Thanks. Very appreciated. Do you have any link or math to clarify the computation?

@canergen @ori-kron-wis Apologies for the delay and thank you for accepting my pull request!

I used the following NB parameterization:

$$ f_{NB}(x; r, p) = \frac{(x+r-1)!}{x!(r-1)!} (1-p)^x p^r $$

The ZINB PMF is:

$$ f{ZINB}(x; r, p, \pi) = (x == 0)\big(\pi + (1 - \pi) f{NB}(x; r, p)\big) + (x > 0) (1 - \pi) f_{NB}(x; r, p) $$


To calculate the ZINB variance, I wrote $V[x]$ as follows

$$ V[x] = E[x²] - E[x]² = E[x(x-1)] + E[x] - E[x]² $$

and then computed $E[x]$ (the mean) and $E[x(x-1)]$.

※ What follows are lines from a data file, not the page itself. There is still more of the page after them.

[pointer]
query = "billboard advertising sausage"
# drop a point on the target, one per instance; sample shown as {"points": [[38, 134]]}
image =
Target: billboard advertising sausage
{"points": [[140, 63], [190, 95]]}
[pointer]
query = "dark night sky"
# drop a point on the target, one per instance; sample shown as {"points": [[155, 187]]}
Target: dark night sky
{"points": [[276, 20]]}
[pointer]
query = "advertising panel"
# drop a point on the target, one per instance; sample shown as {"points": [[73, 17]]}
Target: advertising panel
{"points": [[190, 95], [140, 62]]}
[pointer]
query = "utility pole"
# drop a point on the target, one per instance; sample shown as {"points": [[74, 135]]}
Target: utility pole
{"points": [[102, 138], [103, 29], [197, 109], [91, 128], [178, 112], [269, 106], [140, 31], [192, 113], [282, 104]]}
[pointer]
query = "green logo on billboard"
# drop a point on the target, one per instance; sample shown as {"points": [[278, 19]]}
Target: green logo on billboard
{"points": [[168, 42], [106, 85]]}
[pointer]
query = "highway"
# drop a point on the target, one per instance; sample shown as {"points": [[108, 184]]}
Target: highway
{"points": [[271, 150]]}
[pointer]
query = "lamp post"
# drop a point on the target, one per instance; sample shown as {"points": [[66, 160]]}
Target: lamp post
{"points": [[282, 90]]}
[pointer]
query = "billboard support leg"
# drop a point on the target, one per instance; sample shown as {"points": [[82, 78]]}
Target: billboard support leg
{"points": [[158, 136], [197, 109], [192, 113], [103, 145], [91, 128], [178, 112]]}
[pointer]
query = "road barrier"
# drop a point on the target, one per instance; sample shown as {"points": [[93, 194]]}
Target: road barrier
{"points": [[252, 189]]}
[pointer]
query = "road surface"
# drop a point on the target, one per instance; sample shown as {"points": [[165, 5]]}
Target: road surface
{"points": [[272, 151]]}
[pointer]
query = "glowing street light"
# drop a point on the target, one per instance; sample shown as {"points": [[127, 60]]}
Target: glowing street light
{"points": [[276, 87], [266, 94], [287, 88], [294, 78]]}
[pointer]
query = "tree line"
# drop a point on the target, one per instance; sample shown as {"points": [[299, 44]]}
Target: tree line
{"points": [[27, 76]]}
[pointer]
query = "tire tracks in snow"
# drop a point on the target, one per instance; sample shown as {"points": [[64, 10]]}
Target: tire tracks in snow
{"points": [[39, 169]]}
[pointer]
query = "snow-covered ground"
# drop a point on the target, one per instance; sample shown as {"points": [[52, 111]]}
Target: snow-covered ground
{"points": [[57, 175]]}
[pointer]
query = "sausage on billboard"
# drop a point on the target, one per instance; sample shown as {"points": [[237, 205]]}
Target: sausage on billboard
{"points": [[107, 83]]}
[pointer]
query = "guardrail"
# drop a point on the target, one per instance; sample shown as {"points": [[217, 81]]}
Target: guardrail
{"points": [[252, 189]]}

First, here is how to calculate the mean $E[x]$ of a ZINB:

$$ \begin{align} E[x] &= \sum{x=0}^{\infty} x \cdot f{ZINB}(x; r, p, \pi) \ &= (1 - \pi) \sum_{x=1}^{\infty} x \cdot \frac{(x+r-1)!}{x!(r-1)!} (1-p)^x p^r \end{align} $$

To compute this, one can use a beautiful reparameterization trick. We proceed as follows:

$$ \begin{align} E[x] &= (1 - \pi) \sum_{x=1}^{\infty} x \cdot r \cdot \frac{((x-1)+(r + 1) -1)!}{x(x-1)! r!} (1-p) (1-p)^{(x-1)} \frac{p^{(r+1)}}{p} \ \end{align} $$

After simplifying and taking factors out of the sum we get the following:

$$ \begin{align} E[x] &= (1 - \pi)\frac{r (1-p)}{p} \sum_{x=1}^{\infty} \frac{((x-1)+(r + 1) -1)!}{(x-1)! r!} (1-p)^{(x-1)} p^{(r+1)} \ \end{align} $$

If we use the following reparameterization $\bar{x} = x - 1$ and $\bar{r}= r + 1$, we obtain:

$$ \begin{align} E[x] &= (1 - \pi)\frac{r (1-p)}{p} \sum_{\bar{x}=0}^{\infty} \frac{(\bar{x}+\bar{r} -1)!}{\bar{x}! (\bar{r}-1)!} (1-p)^{\bar{x}} p^{\bar{r}} \ \end{align} $$

And we know that the sum can be rewritten as $\sum{\bar{x}=0}^{\infty} f{NB}(\bar{x}; \bar{r}, p) = 1$. This leads to

$$ E[x] = (1 - \pi)\frac{r (1-p)}{p} $$


To calculate the expectation $E[x(x-1)]$, we can use exactly the same reparameterization technique (applied twice in a row) and we'll get the following:

$$ E[x(x-1)] = (1 - \pi)\frac{r (r+1) (1-p)²}{p²} $$


After putting all the terms together we get:

$$ V[x] = (1 - \pi) \frac{r(1-p)(1+r\pi - r\pi p)}{p²} $$

and using the NB parameterization ($\theta = r$ and $\mu=\frac{\theta (1-p)}{p}$) employed in scvi-tools, we get:

$$ V[x] = (1 - \pi) \cdot \mu \cdot \frac{(\mu + \theta + \pi \mu \theta)}{\theta} $$